Overall, this was a fast read for anyone looking to think critically about the media we consume on a daily basis. Movies like Pretty Women, Knocked Up, Thelma and Louise, The Stepford Wives... TV shows like Mad Men, The Bachelor, Inside Amy Schumer... All are dissected and analyzed critically. Carina Chocano had a career as a movie critic. Almost every essay uses TV/film examples to illuminate her thoughts.
Here's what I didn't like...
1. Chocano paints a vivid picture of the roles assigned to heterosexual, white women. No essay in this book includes examples of women of color or women in the LGBT+ community and how they are portrayed in films/television. Why did The Princess and the Frog perform poorly in the box office compared to Frozen, Tangled, and others? If white women are assigned roles in Hollywood and elsewhere, what roles are assigned to non-white women? She talks briefly about women in the sex industry -- particularly Playboy -- but how are lesbians portrayed in porn and male-consumed media? Chocano missed a huge opportunity here.
2. Most of her essays had excellent thesis statements. But most of them fell flat. I would come across the final few paragraphs of the piece, thinking, "She's going to end this with a bang!" And she wouldn't. Most of her essays involved facts, facts, facts, minor opinion, facts, end. I finished some of the essays like, "I genuinely don't know how Chocano feels about this." The Amy Schumer chapter, for instance. Halfway through the piece, she's criticizing Trainwreck, then she's praising Inside Amy Schumer, then she's praising Trainwreck. It brought up some great points that reaffirmed my love of Inside Amy Schumer but just didn't feel cohesive. Does Chocano think Amy is a feminist we should look up to or simply an unrelatable woman looking to cash in on being a hot mess? I genuinely don't know. (My personal thoughts are a combo of the two, leaning more toward the former, but I'm not the one who wrote a book here.)
3. The Frozen essay. This one got on my nerves.
•In one chapter, Chocano is praising women for being openly sexual and themselves. In this one, she sees Elsa's transition into a "sexy" outfit during 'Let It Go' as out-of-touch. "[Highly stylized hotness] demonstrates how transforming yourself into a trophy is a good outlet for any strength of will or creativity you may have been cursed with at birth... It teaches girls that self-objectification is a great strategy for neutralizing the qualities others may find threatening, and deflects attention away from them." Or perhaps Elsa's stripping of her coats symbolizes her acceptance of her powers -- "The cold never bothered me anyway" -- and her attractive new getup displays her newfound confidence and empowerment, which is synonymous with her femininity rather than her masculine/gender-neutral attributes (as the empowered Mulan and Merida have displayed in their respective films). Plus, don't we want to empower our daughters that the most "beautiful" women are the ones that are empowered and truly themselves? Materializing this inner beauty into outer beauty gives our daughters multiple reasons to say, "I want to be like Elsa!"

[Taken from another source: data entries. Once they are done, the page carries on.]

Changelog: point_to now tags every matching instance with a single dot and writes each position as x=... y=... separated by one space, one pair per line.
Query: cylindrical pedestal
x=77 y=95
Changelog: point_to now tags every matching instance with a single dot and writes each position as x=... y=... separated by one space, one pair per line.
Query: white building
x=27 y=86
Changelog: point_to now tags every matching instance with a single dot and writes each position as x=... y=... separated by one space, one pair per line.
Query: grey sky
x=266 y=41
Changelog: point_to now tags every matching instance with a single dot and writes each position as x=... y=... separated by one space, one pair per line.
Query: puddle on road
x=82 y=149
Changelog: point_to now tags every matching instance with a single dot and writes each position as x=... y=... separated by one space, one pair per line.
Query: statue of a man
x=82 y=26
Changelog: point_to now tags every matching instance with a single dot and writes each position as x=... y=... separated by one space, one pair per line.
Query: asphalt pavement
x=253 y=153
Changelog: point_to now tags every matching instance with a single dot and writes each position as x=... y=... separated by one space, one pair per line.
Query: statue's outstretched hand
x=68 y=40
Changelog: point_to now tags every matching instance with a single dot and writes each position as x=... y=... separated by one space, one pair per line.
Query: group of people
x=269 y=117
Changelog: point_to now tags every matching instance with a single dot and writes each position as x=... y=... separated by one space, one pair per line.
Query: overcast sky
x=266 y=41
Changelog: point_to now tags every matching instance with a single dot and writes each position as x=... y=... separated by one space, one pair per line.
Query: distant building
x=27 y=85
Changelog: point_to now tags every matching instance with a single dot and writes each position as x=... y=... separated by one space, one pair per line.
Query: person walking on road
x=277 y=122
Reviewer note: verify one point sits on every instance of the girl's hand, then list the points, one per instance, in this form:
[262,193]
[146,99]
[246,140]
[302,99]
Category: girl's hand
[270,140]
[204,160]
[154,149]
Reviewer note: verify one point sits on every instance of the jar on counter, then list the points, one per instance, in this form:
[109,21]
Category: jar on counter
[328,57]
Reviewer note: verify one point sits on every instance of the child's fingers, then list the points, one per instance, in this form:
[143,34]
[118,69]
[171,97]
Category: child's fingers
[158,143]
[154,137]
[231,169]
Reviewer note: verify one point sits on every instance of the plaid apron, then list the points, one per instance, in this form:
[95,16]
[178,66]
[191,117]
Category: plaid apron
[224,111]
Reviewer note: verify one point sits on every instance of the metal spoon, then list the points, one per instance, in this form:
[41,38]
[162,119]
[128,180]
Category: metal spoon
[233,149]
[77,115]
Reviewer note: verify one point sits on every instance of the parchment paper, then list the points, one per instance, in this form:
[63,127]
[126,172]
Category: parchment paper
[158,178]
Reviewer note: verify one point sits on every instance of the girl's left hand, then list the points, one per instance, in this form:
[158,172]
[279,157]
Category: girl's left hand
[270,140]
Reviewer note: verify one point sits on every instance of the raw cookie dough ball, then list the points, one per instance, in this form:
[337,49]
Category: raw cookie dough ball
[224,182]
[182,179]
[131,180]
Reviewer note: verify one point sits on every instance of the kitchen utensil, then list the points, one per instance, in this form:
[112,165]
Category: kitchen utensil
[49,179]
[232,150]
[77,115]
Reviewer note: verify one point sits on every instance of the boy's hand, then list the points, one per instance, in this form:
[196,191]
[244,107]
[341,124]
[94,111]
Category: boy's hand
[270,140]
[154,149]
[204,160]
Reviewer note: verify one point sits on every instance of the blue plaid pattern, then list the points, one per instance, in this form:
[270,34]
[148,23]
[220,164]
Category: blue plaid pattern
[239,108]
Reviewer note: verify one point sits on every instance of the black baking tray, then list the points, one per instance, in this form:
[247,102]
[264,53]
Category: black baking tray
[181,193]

•As for the language of 'Let It Go,' Chocano says, "Is she submitting or rebelling? 'Let it go' isn't what anybody says when they want to encourage you to own your strength... It's what people say to other people when they want them to get over themselves, to move on, give up. 'Let it go' is silencing." Actually, letting go can be quite empowering for some people. For people with anxiety, letting go means not sweating the small stuff, not allowing what people think to ruin their whole day. For others, letting go can be ignoring other people's thoughts and preconceptions about them, so they can be themselves. Elsa is telling herself to let it go. In fact, this is one of the first times in her life she isn't being told what to do. 'Let It Go' is the modern-day 'Hakuna Matata,' but with a powerhouse vocalist and catchier melody.
•Chocano considered it non-feminist of Elsa to return to her sister rather than living independently and creatively. This, to me, is interesting, as one of the essays in the book talks about how Disney princesses' villains are almost always female because, well, female rivalry. To me, Frozen is a breath of fresh air. The whole ending involves the mending of a relationship between two females. Sure, Kristof is there, but it's clear that Anna and Elsa's relationship trumps Anna's relationship with Kristof. Rather than pitting women against each other (Rapunzel vs. Mother Gothel, Cinderella vs. stepmother, Ariel vs. Ursula, Aurora vs. Malificent, etc.), Disney has finally pushed for female empowerment in the form of female bonding.
It's not that I disliked this book. I didn't. It's simply that I expected more.